The doctrine of “unforeseen circumstances” is one which has found its way into the Arab world’s contract law from French administrative law, where it is known as the doctrine of imprévision. Most Arab countries state the doctrine as a codal rule.1 In Oman, which does not have a Civil Code, the courts similarly recognise the principle as a rule of law.
The doctrine of “unforeseen circumstances” applies where exceptional circumstances which could not have been foreseen have led to an obligation becoming unduly oppressive, threatening the defaulting party with exorbitant loss, and in essence it permits the courts to step in and alter the terms of the parties’ contract with a view to restoring its initial economic equilibrium.
Prerequisites for doctrine to be invoked
For the doctrine to be invoked, the event which renders an obligation oppressive must satisfy each of the following four conditions:
(a) The event must be exceptional
An event is held to be exceptional when its occurrence is infrequent, irregular or rare. The event could be a natural one, such as unseasonal climatic conditions, or it could be a man-made one, such as new legislation, labour unrest, war, etc.
(b) The event must be unforeseeable
The question of whether an event is unforeseeable is to be measured objectively: would a normal person have foreseen it if he had been in the same position as the contracting parties when they entered into the contract? An approach taken by some writers is to consider whether the effects of the event in question, rather than the event itself, could have been foreseen.
(c) The event must be general in nature
This means that it must affect not simply the contracting parties. It must affect society generally, or at least all members of the relevant group in society.
(d) The event must occur during performance of the contract
This means that the event must take place after the contract has been entered into, and before performance is completed. If the unforeseen event occurs at a time which only falls within the performance period of the contract because one of the parties has delayed his performance, then such party will not be able to invoke the doctrine.
If performance merely becomes more troublesome than expected, without going as far as becoming oppressive, the doctrine will not apply. Whether or not performance has become oppressive is a matter of fact, and is to be determined objectively, that is, without regard to whether the obligor happens to have substantial financial resources or otherwise.
Onus of proof and judicial intervention
The onus is on the party invoking the doctrine to prove not only that the four above conditions have been met, but also the causal link between them and the fact that performance has become oppressive.
If a claimant is successful in discharging this onus, the courts will seek to identify the extent to which the loss has become exorbitant. The party invoking the doctrine will still need to bear the normal and expected losses attendant on his performance. When the margin of exorbitance has been ascertained the courts will then decide how this is to be shared. In practice the courts tend to split that margin between the parties.
Counterpart rule in common law countries
In common law countries (such as England, India, Australia, USA) a similar function is performed by what are often referred to as “hardship clauses”. The difference between these and the civilian doctrine of “unforeseen circumstances” is that hardship clauses can only operate as contractual provisions, whereas the doctrine of “unforeseen circumstances” has effect as legislation or legal principle.

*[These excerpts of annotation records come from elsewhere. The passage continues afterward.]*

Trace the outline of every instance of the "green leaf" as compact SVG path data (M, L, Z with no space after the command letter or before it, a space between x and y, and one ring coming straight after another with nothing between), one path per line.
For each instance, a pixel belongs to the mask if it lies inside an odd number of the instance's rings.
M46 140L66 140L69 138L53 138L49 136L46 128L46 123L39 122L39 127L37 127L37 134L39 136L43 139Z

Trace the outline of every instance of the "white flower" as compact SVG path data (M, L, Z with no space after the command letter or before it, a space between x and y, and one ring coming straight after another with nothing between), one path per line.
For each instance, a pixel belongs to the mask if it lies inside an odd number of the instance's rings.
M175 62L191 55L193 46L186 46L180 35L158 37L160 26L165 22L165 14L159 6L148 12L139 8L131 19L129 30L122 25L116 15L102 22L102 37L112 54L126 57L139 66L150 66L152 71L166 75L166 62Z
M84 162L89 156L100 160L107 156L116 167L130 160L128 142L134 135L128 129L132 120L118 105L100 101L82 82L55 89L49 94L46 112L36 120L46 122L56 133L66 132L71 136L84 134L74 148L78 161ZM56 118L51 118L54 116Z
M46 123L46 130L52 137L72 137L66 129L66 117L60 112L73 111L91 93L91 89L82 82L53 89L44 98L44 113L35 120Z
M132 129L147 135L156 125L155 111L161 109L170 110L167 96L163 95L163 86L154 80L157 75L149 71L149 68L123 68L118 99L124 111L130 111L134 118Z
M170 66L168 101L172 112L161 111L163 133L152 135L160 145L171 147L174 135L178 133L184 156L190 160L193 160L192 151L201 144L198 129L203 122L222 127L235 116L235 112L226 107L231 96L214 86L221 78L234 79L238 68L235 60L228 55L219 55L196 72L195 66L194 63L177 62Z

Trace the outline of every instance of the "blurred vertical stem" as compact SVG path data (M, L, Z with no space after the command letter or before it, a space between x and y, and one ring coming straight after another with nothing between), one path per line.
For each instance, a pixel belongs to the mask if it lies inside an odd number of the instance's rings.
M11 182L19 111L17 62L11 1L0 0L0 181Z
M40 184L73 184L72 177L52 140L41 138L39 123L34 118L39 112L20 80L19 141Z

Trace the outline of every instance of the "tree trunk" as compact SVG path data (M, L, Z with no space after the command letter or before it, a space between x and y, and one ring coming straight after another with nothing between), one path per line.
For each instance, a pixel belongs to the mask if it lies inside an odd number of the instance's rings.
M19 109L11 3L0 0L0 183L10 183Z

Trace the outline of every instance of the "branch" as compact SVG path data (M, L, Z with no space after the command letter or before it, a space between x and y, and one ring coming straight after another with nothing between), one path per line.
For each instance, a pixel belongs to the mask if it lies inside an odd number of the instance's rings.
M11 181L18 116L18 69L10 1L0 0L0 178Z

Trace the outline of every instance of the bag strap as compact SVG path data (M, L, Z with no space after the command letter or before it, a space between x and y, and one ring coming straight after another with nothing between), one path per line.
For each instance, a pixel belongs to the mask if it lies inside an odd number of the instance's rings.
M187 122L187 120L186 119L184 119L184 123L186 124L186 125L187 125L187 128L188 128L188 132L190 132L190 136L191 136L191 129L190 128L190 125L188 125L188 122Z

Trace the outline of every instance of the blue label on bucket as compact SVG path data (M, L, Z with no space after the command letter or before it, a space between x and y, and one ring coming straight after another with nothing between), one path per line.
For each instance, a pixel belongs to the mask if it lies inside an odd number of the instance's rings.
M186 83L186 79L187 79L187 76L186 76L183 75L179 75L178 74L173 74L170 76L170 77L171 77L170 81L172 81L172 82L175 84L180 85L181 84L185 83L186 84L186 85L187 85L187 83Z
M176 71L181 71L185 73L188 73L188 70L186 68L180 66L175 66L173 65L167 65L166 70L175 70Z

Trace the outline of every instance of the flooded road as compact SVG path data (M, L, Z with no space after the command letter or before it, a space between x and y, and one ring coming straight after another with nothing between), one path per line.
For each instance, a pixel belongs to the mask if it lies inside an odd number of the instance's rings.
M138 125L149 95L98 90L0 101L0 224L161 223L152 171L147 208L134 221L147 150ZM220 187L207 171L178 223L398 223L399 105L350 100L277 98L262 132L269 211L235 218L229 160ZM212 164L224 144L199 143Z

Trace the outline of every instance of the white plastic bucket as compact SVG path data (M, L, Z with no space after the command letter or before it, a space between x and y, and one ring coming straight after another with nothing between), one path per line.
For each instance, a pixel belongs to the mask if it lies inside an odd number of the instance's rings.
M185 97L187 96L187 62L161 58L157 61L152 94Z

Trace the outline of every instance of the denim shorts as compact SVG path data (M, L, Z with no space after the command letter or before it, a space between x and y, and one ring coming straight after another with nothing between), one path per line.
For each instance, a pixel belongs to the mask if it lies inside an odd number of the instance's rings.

“Unforeseen circumstances” distinct from force majeure
Although the doctrine of “unforeseen circumstances” may appear at first glance to be very similar to force majeure there are fundamental differences, the principal one being that the courts are entitled to terminate a contract under the doctrine of force majeure, whereas they have only the power to alter the contractual obligations of the parties in the case of “unforeseen circumstances”. With regard to obtaining either of these remedies, a party seeking relief as a result of force majeure must demonstrate that the affected contractual obligation has become impossible to perform, as opposed to the lesser burden under the principle of “unforeseen circumstances” to prove that the obligation has become unduly burdensome.
Where “unforeseen circumstances” might apply
The current downward trend in oil prices combined with increased costs of financing threaten the prospect of defaults in many arenas, the energy sector in the Middle East and North Africa is no exception. Around the world, we have already begun to see parties attempting to invoke force majeure provisions as a result of the adverse economic climate in order to escape their contractual obligations. The success of doing so has been limited partly due to the high standard of proof required to rely on force majeure provisions. In the Arab Civil Law jurisdictions, defaulting parties have available to them the alternative principle of “unforeseen circumstances”, which requires a somewhat lesser standard of proof than that found with force majeure. As such, it is quite likely that we will start to see a rise in cases involving “unforeseen circumstances”.